Project 2 - Group C
Presentation Date: January 15, 2022
Prepared by: Andrew Crawford, Margee Lancaster Rachel Pierce, Jinhyeong Park
Predicting FinTech Bootcamp Graduate Salaries
- Andrew Crawford
- Margee Lancaster
- Rachel Pierce
- Jinhyeong Park
Our objective was to research and learn what salaries are possible with skills obtained in this FinTech Bootcamp. We used the Monster India API to retrieve data regarding job descriptions, skills, and salaries to determine the following:
- What jobs require skills from this bootcamp?
- What are the potential jobs and salaries for graduates with these skills?
- Can we predict an accurate salary range based on these skills?
Our hypothesis is that the more key skills you possess, the higher the salary.
As part of the U of MN FinTech Bootcamp, we have obtained the necessary skills to automate and improve financial services using cutting-edge technology. Skills gained at the conclusion of Bootcamp include the following:
We selected key skills from this course to use in our analysis.

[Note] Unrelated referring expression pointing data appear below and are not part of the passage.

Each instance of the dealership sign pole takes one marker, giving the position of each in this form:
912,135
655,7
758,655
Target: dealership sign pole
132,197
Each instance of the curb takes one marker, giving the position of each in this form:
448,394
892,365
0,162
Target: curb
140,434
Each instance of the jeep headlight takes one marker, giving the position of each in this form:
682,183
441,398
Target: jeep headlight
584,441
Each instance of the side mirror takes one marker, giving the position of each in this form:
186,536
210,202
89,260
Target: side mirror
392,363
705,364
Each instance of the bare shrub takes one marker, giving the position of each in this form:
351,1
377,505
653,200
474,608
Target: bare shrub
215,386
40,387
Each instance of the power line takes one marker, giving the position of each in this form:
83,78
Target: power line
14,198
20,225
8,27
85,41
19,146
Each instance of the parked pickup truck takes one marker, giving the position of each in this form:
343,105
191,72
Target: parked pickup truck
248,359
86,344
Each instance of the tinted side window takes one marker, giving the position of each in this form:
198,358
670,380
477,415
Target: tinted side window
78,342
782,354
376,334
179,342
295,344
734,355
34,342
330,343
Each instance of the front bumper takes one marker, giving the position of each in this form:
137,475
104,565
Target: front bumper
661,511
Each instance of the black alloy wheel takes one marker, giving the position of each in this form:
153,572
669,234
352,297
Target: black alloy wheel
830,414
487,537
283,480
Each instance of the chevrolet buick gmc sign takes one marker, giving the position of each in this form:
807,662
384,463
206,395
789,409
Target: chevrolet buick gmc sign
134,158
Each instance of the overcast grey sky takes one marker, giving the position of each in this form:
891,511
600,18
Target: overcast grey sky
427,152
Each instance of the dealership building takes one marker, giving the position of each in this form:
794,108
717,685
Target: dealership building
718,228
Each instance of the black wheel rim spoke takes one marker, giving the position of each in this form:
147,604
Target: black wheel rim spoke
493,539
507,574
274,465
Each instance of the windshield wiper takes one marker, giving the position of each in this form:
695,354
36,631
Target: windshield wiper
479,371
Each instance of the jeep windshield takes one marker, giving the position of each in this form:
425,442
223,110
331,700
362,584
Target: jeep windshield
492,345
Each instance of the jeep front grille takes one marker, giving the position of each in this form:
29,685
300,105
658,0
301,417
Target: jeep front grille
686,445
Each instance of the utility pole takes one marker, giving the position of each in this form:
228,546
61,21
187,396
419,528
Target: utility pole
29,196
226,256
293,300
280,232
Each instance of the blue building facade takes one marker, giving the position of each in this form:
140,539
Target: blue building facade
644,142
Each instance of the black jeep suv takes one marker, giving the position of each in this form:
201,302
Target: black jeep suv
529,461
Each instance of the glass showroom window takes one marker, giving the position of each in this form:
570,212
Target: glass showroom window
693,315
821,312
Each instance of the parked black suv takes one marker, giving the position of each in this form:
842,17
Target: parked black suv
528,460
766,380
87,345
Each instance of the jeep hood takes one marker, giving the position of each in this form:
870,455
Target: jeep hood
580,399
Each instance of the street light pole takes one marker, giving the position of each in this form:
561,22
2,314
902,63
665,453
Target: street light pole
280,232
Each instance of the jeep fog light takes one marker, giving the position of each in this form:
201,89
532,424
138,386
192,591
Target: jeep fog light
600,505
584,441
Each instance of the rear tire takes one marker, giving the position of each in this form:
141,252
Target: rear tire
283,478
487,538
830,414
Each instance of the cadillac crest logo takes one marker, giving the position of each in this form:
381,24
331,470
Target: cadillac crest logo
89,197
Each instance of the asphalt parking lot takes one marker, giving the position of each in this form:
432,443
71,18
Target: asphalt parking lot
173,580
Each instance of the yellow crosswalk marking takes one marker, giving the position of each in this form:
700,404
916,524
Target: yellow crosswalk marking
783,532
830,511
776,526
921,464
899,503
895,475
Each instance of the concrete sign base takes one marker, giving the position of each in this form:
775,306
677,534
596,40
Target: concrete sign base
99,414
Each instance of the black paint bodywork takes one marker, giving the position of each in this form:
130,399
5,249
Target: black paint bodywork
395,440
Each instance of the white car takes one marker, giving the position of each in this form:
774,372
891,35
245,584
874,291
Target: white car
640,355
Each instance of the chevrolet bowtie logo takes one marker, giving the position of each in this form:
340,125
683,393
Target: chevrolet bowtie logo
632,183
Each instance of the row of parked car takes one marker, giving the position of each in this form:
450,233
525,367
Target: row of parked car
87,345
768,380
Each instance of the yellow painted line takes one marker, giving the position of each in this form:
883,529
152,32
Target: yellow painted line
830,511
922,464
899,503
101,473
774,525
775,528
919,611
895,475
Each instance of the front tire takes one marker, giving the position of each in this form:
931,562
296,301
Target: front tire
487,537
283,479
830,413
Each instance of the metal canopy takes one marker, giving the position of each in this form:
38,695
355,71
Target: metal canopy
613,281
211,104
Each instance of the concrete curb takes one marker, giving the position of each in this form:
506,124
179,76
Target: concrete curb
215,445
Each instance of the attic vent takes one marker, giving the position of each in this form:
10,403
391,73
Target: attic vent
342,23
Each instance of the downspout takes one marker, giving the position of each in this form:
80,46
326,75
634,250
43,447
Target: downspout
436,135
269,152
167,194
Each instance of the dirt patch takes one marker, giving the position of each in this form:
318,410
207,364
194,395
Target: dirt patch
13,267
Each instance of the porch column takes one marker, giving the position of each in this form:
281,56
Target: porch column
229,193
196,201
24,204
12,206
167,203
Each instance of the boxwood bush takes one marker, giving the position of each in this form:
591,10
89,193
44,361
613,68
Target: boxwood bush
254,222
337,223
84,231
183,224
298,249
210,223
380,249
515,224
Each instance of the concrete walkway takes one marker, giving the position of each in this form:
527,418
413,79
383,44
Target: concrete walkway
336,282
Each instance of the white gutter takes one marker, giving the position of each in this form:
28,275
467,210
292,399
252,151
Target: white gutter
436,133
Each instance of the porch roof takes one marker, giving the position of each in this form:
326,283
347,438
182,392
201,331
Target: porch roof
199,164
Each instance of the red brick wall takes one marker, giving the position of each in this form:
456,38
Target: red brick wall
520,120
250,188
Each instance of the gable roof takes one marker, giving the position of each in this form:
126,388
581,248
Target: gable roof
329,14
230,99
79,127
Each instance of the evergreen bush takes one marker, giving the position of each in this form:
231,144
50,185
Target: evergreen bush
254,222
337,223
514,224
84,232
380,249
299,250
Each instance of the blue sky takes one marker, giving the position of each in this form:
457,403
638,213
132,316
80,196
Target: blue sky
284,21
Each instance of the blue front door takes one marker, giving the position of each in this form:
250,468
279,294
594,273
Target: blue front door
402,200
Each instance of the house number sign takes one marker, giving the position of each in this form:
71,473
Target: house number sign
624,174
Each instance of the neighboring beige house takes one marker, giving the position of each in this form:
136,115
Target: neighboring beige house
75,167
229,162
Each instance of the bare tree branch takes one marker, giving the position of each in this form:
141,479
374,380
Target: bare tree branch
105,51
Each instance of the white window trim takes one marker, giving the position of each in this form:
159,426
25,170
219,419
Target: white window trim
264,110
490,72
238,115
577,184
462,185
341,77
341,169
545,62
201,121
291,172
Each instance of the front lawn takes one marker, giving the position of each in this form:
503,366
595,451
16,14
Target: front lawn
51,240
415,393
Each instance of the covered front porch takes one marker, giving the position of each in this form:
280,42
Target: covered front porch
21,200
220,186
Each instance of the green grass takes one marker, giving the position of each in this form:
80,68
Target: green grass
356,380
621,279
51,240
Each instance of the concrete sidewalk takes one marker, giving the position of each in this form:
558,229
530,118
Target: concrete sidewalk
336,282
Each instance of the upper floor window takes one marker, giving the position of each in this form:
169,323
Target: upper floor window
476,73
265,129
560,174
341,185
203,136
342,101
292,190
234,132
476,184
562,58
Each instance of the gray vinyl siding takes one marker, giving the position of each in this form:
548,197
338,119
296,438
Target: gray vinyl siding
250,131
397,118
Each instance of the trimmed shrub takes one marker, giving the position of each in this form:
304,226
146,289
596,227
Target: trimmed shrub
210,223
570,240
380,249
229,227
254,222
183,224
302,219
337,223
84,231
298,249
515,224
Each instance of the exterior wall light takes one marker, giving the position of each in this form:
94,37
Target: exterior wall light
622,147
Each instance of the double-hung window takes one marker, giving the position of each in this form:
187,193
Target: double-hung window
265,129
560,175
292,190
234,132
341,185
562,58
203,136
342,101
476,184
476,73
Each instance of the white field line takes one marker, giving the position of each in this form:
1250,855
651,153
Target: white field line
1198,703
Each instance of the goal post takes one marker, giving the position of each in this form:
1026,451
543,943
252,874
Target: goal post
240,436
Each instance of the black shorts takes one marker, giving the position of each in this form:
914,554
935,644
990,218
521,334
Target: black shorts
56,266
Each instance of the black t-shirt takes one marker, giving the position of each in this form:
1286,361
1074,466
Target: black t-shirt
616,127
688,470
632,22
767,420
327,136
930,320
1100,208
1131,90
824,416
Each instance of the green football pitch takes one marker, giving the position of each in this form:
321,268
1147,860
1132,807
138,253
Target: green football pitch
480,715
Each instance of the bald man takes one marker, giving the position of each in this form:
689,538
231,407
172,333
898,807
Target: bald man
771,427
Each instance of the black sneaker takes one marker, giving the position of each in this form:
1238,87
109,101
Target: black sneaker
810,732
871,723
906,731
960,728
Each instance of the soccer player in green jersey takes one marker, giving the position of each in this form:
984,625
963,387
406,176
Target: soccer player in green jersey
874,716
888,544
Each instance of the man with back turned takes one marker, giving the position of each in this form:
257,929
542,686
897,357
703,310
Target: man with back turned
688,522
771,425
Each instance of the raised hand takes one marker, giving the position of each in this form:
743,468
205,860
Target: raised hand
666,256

We used data obtained from the Monster India API.
We selected the following skills obtained during this FinTech Bootcamp to use in our model:
- Database
- Python
- API
- Algorithm
- Cloud
- Forecast
- Big data
- Dashboard
- Project Management
- Finance
We also used like-terms in our model to capture these skills using various terminology.
Our process consisted of data exploration, data preparation, and data cleanup.
- Data Exploration: Google seaches, API searches, Monster India API, FinTech Bootcamp Curriculum
- Data Preparation: Searching through variables in Spyder, selecting key data, narrowing down jobs, determining key skills
- Data Cleanup: Dropping unnecessary information, searching the data to find jobs that include at least one key skill
Data Issues:
- Most salaries were in Indian rupees, not USD, so conversion was necessary.
- Some salaries may be skewed because there are some outliers from different countries/currencies in the data obtained from the API.
- There were likely job postings/salaries posted multiple times.
- The job posting "skills" section did not include the information we needed, so we had to rely on the job description to find job skills.
- Determining like-words for key skills was subjective, which may not capture all.
- As shown in the graph below, the most broad salary range includes at least one skill.
We ran a variety of machine learning algorithms to determine the best model to use:
- Linear Regression
- Extra Trees
- Lasso
- Random Forest
- Ridge
- Stochastic Gradient Descent
Techniques used to evaluate the model performance included running various machine learning algorithms to determine the best model. Overall, we determined the Linear Regression model was the best fit for our project because it resulted in an R2 value closest to 1 and the lowest Mean Squared Error and Root Mean Squared Error scores the most times when re-running the model.
Our model was not able to accurately predict salaries due to the limited data set. Predicted salaries appear to be more of an average across the population. Data implications, as discussed above, resulted in less reliable results, but could be improved with more data and a more relevant API.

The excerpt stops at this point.